We propose an inexpensive and scalable approach for curation that takes advantage of automatic information extraction methods as a starting point, and is based on the premise that if there are a lot of articles, then there must be a lot of readers and authors of these articles. Thus we provide a mechanism by which the readers of the articles can participate and collaborate in the curation of information.

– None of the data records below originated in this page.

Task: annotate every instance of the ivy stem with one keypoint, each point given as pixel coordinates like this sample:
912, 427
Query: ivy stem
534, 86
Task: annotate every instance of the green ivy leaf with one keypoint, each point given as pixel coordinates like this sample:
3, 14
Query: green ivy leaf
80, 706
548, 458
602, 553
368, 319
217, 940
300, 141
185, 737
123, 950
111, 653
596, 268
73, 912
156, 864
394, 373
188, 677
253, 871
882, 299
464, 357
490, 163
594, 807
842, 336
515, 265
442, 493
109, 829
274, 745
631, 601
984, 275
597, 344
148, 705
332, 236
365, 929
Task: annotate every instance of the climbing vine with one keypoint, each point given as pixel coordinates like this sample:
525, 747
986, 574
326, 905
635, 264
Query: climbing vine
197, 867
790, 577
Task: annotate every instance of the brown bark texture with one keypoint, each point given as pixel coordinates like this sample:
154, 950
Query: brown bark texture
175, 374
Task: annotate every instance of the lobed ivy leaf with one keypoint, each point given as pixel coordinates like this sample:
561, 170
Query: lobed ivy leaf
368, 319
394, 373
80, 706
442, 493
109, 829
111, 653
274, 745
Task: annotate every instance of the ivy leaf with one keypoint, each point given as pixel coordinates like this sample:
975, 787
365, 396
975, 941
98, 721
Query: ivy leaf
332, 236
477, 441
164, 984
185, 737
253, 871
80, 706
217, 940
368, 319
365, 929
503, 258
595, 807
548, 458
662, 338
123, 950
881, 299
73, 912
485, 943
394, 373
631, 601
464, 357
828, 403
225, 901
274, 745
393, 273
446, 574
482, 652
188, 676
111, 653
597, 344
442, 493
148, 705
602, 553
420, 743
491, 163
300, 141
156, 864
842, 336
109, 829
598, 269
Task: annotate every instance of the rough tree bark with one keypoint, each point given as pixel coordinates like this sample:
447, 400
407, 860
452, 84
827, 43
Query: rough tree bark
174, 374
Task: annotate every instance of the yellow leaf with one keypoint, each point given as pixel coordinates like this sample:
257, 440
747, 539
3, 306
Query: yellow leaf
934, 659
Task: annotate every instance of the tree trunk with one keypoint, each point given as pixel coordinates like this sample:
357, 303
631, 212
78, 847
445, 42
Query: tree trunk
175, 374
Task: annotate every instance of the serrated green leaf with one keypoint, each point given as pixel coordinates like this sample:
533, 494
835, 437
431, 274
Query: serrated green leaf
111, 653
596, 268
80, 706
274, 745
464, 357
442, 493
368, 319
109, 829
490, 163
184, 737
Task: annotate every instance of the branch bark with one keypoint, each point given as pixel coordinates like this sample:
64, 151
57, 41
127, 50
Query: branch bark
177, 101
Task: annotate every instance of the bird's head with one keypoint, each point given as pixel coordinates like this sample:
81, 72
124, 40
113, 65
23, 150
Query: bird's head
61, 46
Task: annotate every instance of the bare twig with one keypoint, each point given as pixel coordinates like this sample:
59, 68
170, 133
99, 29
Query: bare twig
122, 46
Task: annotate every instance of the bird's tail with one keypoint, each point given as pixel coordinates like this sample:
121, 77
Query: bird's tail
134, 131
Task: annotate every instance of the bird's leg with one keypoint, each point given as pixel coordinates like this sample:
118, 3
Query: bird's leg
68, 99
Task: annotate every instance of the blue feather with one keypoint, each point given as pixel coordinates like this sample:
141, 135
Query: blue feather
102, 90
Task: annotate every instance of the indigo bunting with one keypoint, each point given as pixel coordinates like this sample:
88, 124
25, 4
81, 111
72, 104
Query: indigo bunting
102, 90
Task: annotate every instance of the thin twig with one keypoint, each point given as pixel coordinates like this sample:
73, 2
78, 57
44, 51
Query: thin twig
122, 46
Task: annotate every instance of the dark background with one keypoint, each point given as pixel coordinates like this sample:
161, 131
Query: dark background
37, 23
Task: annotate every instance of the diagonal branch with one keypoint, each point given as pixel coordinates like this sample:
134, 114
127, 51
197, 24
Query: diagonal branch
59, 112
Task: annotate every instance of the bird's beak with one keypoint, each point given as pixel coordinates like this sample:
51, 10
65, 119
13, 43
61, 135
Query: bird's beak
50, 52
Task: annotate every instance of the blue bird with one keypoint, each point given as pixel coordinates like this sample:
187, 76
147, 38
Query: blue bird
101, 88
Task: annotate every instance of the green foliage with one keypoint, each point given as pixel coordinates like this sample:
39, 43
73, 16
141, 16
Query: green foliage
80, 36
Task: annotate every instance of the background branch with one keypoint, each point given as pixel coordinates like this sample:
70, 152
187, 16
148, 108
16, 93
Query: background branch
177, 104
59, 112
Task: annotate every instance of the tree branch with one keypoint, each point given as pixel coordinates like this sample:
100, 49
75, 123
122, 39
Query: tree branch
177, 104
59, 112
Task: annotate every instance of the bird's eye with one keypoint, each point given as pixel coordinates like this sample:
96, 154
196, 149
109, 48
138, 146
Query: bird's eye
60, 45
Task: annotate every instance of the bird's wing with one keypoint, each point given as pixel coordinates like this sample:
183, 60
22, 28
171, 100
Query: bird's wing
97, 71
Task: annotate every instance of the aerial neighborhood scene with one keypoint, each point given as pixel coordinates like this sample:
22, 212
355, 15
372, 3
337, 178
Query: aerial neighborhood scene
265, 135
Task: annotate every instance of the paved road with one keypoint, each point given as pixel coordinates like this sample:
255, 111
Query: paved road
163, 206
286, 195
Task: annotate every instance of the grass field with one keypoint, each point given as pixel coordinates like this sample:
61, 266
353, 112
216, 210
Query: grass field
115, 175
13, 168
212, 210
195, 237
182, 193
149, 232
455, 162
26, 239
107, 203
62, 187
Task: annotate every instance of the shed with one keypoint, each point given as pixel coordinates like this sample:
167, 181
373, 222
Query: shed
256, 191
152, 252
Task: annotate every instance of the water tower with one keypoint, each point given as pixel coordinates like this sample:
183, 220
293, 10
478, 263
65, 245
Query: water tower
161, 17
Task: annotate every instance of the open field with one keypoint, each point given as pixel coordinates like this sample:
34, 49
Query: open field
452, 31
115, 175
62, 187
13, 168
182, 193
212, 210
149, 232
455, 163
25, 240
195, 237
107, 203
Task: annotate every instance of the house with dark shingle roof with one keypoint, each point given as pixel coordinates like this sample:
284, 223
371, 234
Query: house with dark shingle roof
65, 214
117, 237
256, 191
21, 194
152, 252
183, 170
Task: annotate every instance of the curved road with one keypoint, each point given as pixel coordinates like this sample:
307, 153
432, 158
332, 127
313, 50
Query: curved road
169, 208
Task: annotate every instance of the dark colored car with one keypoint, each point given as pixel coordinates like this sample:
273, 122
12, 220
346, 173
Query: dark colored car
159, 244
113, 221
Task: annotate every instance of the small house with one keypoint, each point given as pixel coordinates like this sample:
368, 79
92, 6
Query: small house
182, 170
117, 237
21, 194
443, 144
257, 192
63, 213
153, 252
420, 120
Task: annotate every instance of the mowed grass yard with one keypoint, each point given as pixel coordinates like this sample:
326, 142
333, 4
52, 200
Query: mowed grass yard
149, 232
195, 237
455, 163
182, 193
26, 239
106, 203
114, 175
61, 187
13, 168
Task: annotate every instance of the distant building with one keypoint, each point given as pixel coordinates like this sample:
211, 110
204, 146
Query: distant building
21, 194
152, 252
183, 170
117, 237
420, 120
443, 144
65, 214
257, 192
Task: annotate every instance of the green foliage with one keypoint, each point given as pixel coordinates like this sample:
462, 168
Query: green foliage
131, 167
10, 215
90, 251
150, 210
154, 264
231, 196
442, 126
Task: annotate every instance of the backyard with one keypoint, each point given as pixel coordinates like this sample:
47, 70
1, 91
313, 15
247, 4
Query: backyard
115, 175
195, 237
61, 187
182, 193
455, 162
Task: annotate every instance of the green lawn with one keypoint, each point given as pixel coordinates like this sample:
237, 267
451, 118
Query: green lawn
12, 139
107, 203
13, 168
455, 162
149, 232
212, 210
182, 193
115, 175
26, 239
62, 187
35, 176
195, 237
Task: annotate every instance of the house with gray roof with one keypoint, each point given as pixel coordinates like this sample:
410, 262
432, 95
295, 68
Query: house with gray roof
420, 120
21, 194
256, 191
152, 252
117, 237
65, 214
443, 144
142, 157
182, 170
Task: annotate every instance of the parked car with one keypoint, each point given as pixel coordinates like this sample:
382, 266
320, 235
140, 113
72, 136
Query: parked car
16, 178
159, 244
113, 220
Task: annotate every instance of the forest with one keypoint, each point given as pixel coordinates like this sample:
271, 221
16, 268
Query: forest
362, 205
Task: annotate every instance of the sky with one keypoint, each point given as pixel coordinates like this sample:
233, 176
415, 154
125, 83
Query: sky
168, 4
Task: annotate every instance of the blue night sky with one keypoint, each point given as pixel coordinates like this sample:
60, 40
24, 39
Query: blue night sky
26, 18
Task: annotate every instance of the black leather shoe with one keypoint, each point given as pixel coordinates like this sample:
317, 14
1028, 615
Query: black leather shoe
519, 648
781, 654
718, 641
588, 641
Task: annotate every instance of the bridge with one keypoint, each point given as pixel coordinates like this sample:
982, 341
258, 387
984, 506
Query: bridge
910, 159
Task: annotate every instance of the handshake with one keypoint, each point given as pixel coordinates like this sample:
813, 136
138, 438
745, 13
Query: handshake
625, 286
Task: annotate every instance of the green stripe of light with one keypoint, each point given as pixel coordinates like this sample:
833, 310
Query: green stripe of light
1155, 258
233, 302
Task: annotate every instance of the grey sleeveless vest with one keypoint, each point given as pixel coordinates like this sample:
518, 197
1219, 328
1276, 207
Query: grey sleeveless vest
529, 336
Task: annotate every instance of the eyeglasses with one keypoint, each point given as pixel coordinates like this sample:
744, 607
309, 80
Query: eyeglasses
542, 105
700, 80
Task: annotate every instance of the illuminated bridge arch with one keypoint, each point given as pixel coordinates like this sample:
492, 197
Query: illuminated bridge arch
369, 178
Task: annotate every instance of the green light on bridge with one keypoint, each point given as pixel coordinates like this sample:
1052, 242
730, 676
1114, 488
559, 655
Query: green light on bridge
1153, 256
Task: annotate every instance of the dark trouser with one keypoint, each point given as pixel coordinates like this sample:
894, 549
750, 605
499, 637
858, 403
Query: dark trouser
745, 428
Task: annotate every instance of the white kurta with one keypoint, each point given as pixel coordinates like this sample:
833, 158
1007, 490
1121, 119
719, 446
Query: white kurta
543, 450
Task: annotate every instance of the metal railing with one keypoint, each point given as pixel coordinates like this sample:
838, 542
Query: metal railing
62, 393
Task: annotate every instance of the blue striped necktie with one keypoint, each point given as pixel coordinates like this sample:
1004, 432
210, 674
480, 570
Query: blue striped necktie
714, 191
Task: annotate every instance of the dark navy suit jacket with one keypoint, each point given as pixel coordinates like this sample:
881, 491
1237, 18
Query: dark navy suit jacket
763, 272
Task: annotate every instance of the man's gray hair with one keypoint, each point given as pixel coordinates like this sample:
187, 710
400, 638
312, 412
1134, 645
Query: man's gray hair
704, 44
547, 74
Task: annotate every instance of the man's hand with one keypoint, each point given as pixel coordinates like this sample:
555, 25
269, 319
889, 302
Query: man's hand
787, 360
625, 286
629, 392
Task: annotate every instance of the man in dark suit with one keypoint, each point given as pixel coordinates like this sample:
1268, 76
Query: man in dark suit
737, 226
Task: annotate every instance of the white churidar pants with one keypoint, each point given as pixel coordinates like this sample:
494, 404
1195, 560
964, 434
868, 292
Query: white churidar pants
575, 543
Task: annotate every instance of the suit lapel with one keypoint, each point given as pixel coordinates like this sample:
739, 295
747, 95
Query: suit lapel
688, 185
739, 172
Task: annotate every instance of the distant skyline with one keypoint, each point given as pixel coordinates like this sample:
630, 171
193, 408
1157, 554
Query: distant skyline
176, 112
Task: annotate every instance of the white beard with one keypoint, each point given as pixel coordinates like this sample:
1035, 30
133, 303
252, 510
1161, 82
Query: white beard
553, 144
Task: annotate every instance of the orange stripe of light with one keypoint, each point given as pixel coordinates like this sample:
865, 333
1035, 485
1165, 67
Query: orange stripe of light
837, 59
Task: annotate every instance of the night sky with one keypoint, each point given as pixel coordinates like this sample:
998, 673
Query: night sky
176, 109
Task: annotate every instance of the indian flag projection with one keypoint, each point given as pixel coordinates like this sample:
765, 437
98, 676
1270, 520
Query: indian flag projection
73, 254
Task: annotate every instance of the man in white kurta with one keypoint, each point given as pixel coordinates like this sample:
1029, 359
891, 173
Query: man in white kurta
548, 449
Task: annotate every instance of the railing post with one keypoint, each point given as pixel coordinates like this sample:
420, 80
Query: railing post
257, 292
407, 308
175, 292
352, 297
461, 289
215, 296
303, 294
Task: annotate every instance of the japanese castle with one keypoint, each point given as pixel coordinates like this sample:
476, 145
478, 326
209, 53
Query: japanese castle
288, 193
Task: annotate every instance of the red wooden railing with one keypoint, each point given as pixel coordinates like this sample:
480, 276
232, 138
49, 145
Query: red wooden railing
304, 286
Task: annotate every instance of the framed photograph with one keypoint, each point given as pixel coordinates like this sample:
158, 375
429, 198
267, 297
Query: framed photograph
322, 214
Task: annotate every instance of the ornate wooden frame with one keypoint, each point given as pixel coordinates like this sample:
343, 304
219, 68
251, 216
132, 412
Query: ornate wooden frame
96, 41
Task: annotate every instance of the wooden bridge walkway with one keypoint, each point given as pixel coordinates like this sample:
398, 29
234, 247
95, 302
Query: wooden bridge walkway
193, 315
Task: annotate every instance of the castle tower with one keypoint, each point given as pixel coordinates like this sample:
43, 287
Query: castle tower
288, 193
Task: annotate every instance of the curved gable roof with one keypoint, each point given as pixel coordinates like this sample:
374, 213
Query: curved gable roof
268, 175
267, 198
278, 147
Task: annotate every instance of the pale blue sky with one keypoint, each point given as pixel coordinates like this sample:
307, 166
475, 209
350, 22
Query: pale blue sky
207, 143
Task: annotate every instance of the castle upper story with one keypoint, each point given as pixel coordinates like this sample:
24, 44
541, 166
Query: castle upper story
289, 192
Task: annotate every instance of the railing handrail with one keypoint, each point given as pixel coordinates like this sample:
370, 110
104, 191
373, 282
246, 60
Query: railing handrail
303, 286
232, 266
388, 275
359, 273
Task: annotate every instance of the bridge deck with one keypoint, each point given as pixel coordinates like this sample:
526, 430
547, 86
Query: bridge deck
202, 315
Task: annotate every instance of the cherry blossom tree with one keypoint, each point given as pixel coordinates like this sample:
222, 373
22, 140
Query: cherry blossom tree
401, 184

Molecular event extraction from Link Grammar parse trees in the BioNLP'09 Shared Task

The BioNLP’09 Shared Task deals with extracting information on molecular events, such as gene expression and protein localization, from natural language text. Information in this benchmark are given as tuples including protein names, trigger terms for each event, and possible other participants such as bindings sites. We address all three tasks of BioNLP’09: event detection, event enrichment, and recognition of negation and speculation. Our method for the first two tasks is based on a deep parser; we store the parse tree of each sentence in a relational database scheme. From the training data, we collect the dependencies connecting any two relevant terms of a known tuple, that is, the shortest paths linking these two constituents. We encode all such linkages in a query language to retrieve similar linkages from unseen text. For the third task, we rely on a hierarchy of hand‐crafted regular expressions to recognize speculation and negated events. In this paper, we added extensions regarding a post‐processing step that handles ambiguous event trigger terms, as well as an extension of the query language to relax linkage constraints. On the BioNLP Shared Task test data, we achieve an overall F1‐measure of 32%, 29%, and 30% for the successive Tasks 1, 2, and 3, respectively.